Quicksort with random pivots is faster than heapsort. It runs in O(nlog n) time on any input with extremely high probability unless the data generator somehow outguessed your random number generator (not bloody likely in any real situation). Furthermore, even if random quicksort has performed badly so far, it IS STILL FASTER to continue with quicksort than it is to switch to heapsort because past performance is no predictor of future performance with random pivots.
So what does STL do? They use a worse version of quicksort because they are scared of the wildly crazy theoretical implications of randomness, and then have to implement yet another sort on top of it because their original algorithm sucks.
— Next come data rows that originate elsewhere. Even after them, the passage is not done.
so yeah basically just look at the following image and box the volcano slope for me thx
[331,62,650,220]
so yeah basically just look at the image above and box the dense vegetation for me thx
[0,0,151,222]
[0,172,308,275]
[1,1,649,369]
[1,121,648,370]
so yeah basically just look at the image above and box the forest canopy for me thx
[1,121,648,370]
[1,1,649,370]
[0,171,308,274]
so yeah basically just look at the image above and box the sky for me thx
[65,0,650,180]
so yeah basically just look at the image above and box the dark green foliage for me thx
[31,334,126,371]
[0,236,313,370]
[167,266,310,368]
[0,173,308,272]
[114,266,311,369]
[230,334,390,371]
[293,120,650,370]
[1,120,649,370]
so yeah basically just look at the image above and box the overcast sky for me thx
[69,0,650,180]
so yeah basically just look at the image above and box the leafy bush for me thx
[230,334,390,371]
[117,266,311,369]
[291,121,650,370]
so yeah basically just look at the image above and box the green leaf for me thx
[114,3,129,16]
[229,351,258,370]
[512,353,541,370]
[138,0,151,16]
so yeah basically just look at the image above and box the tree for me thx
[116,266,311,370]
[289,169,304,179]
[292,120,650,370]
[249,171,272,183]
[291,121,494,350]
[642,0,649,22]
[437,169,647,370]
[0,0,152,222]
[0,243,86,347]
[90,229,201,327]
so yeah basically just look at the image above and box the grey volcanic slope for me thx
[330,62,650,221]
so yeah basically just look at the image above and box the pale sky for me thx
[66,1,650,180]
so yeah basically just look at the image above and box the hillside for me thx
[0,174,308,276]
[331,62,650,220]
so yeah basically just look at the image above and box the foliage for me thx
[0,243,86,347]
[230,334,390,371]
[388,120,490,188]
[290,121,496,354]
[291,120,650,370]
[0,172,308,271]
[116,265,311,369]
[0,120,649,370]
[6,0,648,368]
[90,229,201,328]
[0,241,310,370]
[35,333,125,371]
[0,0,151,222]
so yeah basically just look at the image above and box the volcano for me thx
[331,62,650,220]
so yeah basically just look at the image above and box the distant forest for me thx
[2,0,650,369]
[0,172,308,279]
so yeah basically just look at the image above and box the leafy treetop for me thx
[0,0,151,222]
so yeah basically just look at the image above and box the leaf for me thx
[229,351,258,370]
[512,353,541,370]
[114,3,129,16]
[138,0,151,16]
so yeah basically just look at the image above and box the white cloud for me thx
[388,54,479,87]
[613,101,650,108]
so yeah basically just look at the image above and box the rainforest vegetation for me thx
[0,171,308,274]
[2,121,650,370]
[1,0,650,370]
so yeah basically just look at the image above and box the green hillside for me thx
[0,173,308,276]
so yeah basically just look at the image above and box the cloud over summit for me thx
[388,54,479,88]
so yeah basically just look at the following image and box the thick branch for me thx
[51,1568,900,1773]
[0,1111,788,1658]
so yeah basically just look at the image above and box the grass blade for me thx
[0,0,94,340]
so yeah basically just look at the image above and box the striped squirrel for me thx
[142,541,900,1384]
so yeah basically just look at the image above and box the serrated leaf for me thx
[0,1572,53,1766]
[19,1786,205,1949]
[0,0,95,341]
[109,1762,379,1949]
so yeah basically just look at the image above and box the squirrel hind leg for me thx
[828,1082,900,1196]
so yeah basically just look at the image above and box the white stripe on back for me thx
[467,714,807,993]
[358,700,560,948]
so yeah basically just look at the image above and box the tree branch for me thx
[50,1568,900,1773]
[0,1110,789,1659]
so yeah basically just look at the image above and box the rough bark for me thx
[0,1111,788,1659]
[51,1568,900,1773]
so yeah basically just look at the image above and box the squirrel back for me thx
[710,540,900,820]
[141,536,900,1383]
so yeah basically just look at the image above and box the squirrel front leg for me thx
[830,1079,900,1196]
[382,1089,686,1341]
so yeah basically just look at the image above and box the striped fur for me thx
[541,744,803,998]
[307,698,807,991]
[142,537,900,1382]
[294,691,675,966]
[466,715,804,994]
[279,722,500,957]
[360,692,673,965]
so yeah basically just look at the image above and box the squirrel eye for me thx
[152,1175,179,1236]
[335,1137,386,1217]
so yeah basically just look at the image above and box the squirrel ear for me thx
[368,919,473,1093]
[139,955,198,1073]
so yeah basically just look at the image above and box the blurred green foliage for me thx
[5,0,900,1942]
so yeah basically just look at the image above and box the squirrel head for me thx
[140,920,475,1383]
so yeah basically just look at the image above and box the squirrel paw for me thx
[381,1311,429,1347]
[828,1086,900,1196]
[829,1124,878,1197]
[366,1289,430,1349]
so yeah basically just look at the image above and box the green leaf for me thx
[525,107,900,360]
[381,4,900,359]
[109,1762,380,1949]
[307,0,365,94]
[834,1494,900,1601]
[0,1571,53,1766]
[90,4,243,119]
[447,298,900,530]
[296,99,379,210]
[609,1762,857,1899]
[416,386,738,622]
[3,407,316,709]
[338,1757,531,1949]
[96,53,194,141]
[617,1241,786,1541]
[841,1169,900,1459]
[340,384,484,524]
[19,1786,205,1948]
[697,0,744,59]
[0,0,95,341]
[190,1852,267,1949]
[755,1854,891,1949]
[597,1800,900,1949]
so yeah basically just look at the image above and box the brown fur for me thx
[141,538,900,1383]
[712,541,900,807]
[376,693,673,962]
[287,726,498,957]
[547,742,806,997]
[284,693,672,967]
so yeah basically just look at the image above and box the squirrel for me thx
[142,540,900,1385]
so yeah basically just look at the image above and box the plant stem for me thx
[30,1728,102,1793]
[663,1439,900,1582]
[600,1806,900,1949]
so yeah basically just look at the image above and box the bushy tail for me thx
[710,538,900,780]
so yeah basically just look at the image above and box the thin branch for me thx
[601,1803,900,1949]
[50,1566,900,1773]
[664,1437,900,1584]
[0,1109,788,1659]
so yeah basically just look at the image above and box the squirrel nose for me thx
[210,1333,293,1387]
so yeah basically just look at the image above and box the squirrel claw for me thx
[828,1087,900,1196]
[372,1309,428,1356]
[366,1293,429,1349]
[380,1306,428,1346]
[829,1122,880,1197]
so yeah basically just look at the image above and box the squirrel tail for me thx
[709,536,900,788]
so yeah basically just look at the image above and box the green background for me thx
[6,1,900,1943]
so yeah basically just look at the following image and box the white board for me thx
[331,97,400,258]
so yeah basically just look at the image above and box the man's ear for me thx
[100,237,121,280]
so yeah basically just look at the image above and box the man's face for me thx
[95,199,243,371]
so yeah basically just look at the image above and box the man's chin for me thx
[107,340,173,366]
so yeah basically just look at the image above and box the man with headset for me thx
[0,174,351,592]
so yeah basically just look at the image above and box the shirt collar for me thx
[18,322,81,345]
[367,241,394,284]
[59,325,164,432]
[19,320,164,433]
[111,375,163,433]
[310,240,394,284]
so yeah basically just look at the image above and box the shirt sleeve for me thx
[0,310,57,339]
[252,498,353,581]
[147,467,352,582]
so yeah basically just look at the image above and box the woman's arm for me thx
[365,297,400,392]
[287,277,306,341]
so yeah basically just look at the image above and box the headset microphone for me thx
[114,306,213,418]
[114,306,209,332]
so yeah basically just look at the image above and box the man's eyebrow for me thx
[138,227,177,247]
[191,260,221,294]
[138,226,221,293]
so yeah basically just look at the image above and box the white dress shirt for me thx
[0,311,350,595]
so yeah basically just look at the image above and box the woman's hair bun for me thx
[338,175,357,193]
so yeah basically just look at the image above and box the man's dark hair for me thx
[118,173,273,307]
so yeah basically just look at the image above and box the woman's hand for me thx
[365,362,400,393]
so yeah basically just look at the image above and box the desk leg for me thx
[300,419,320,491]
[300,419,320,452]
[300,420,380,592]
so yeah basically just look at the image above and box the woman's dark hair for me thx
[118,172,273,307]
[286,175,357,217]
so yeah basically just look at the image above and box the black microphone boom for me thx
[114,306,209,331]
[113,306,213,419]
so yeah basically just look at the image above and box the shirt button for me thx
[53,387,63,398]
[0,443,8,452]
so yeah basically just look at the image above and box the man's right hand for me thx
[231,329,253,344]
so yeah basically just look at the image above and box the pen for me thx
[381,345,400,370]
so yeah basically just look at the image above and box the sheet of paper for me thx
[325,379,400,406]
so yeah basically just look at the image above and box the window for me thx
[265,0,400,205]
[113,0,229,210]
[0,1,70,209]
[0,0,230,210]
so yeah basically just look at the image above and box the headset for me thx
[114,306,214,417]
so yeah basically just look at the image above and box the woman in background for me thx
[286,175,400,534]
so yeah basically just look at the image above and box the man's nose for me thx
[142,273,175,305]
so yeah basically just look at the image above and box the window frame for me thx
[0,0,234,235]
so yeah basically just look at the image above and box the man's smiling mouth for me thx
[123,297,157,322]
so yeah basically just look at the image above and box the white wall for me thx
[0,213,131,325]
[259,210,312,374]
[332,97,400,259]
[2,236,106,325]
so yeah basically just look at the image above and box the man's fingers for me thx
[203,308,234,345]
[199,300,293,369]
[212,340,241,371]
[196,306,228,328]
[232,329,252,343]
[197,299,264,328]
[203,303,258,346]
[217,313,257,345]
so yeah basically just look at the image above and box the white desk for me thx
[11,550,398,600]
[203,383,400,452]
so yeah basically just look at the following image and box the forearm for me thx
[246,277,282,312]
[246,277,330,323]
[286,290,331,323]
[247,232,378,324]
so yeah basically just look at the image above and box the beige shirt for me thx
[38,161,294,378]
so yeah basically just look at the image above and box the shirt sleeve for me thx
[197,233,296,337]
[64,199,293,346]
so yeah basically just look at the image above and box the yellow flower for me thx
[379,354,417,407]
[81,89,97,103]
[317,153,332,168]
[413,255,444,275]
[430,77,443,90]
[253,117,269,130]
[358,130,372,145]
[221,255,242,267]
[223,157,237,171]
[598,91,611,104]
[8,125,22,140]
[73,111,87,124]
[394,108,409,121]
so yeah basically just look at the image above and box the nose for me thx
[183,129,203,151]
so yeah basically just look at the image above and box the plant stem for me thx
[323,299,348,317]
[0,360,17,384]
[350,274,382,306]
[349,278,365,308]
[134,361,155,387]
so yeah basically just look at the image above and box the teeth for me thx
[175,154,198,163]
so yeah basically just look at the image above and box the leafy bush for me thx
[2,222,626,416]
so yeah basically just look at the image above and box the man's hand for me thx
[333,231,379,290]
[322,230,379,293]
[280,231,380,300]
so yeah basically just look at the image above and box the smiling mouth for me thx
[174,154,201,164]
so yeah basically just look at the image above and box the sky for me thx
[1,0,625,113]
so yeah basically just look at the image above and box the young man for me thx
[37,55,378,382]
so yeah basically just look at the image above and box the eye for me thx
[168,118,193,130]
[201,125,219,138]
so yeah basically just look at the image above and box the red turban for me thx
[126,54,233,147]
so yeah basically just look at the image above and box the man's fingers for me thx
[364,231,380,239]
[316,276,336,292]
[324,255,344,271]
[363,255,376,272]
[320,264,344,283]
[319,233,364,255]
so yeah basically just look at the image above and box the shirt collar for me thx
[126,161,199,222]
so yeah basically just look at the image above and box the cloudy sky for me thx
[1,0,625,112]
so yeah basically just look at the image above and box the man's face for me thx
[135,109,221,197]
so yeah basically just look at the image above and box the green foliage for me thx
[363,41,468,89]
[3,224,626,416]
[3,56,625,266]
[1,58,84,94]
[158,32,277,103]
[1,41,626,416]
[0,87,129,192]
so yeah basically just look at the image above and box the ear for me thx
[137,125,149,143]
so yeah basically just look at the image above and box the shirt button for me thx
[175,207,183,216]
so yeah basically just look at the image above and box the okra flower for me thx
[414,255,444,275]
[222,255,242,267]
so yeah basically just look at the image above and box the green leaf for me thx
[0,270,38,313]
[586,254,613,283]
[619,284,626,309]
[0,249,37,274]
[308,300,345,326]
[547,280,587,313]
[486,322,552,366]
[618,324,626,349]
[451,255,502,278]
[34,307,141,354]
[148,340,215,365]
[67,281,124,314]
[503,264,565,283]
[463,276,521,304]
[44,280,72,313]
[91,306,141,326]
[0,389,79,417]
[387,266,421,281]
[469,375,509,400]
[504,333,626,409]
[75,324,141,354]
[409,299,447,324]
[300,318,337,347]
Nice.
Re:How is this not a radix sort? (Score:3, Interesting)
Funny, all I saw on the "site" was a donation link or something. Looked like a parked domain or something.
But radix sorting is cool. What is very relevant to it in 2007 is that it scales superlinearly with multiple cores/CPUs which is important since most computers today have hardware that execute multiple threads simultaniously.